MiraCosta leader talks bond

RANCHO SANTA FE — Dr. Francisco Rodriguez, president of MiraCosta College, gave a presentation to the Rancho Santa Fe Association at its Sept. 6 meeting. 

Association member Connie Matsui (Beckman) requested the time at the meeting for Rodriguez to give an informal talk on a potential facilities improvement bond for the college.

Rodriguez told the board that the college has recently completed a comprehensive master plan, which has motivated it to ask the North County community for $497 million to upgrade current buildings, update labs and add new buildings such as an Allied Health building, he said.
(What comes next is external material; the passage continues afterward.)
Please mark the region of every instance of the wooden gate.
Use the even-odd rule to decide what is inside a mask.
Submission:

“We have not asked the community for a bond since the college was built in 1961,” he said.

Rodriguez said that many students must wait for as long as two years for classes, especially science classes like chemistry, which is a prerequisite to other courses like nursing.
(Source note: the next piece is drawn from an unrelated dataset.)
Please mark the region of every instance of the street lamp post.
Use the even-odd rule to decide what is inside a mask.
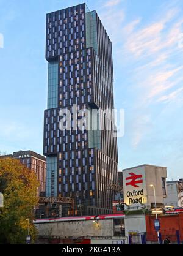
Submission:
[[[155,186],[154,185],[150,185],[150,187],[153,187],[153,192],[154,192],[154,205],[155,205],[155,209],[156,209],[156,218],[157,220],[158,220],[157,217],[157,205],[156,205],[156,191],[155,191]],[[158,239],[158,243],[160,244],[160,239],[159,239],[159,230],[157,231],[157,239]]]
“It now takes an average of seven semesters to get a two-year degree,” he said.

“The students who are most successful are the ones to go right away after high school,” he said.

He said about three out of 10 students begin their college careers at community colleges such as MiraCosta.

Throughout the state there are 72 community college districts including 112 colleges with 2.4 million students.

He said many of the county’s first responders such as firefighters and emergency medical technicians receive training at MiraCosta.

“Community colleges give the best bang for the buck,” he said.

He said the average tuition for a four-year college is about $25,000 a year, but a student can get a start at a feeder institution like MiraCosta for a fraction of that.

MiraCosta, which has 18,000 students, like other community colleges, is largely funded by property taxes. It has three campuses in North County.

“Your program is the best deal in California,” said Association director Eamon Callahan, who has a son who started his college career there.

The bond would have a total payoff of about $900 million over 25 years and would cost an extra $20 a year for every $100,000 of a homes value.

Rodriguez said the money is necessary for the college to stay “nimble” and to keep up with the expectation of the students.

He said he and other college officials take the responsibility of educating the community’s youth very seriously.

“I want you to know your community college district is in good hands,” he said.

“All of the money would stay local. It will be used improvements, renovation and modernization.”